Ich merke, wie unmittelbar ich auf meine eigene Stimmung reagiere, wie stark die Tagesform Einfluss nimmt und wie unterschiedlich dadurch die Tonalitäten der Kapitel werden. Manche Passagen sind leise und atmosphärisch, fast ausufernd und andere direkter. Es ergibt sich eine spannende Mischung, die vielleicht nicht immer ganz gleichmäßig wirkt, aber gerade dadurch lebendig ist. Für mich fühlt sich das an, als würde ich die Geschichte gleichzeitig entdecken und erzählen. Ohne Sicherheitsnetz, ohne großen Plan. Nur mit einem Gefühl für Richtung, Stimmung und Figuren.

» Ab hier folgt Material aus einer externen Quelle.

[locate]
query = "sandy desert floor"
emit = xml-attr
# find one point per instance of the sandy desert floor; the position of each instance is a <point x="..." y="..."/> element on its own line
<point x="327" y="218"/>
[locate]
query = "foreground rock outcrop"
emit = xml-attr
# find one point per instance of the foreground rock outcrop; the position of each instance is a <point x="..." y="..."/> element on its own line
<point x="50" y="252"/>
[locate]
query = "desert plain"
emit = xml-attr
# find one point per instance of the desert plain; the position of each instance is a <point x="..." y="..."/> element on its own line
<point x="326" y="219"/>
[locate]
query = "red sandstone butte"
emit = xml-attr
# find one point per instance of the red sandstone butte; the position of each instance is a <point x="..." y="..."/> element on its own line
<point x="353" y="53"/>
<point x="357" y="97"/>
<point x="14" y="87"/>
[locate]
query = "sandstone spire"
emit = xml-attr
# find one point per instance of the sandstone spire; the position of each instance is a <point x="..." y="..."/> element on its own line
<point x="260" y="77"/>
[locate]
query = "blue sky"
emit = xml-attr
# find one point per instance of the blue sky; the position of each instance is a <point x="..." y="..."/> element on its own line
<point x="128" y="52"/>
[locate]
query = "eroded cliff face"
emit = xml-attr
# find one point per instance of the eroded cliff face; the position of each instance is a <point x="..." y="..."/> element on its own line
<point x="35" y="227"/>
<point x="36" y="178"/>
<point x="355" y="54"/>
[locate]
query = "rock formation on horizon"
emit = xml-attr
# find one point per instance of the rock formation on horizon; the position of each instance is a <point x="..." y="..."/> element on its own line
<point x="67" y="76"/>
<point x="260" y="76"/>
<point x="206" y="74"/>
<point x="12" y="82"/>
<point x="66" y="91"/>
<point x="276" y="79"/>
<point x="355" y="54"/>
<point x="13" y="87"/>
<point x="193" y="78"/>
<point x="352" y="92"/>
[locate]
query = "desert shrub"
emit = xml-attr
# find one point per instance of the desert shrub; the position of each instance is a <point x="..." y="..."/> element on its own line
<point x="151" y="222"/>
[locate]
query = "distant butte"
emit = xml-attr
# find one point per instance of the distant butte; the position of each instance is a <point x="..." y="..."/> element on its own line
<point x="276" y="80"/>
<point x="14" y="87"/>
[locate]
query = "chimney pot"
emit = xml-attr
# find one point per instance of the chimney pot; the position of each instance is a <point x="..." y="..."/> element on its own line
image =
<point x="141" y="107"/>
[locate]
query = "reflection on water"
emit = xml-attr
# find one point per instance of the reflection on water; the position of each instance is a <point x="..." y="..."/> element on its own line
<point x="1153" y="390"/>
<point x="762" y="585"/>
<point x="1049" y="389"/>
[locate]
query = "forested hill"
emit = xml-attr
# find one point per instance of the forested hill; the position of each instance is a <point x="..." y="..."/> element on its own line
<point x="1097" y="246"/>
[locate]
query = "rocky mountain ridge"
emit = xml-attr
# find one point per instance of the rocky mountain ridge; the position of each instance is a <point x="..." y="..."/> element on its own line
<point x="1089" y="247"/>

Mittlerweile weiß ich zumindest grob, wohin die Handlung gehen soll. Die Struktur verdichtet sich und die Handlung wird stringenter. Das gibt mir Sicherheit, ohne dass der Reiz des Unbekannten verloren geht. Ich glaube, dieser spontane Entstehungsprozess hat mir gezeigt, wie viel Energie im direkten Erzählen steckt, wenn man sich traut, Kontrolle ein Stück weit abzugeben.
Trotzdem freue ich mich darauf, in der kommenden Woche wieder stärker zu meinem Romanprojekt zurückzukehren. Das Tempo dort ist ein anderes. Ruhiger, konzentrierter, analytischer. Aber ich nehme die Energie aus dem Schocktober-Schreiben mit: Das Gefühl, mitten im Fluss zu sein, Worte nicht zu erzwingen, sondern sie passieren zu lassen. Vielleicht ist das die wichtigste Erkenntnis dieser Woche.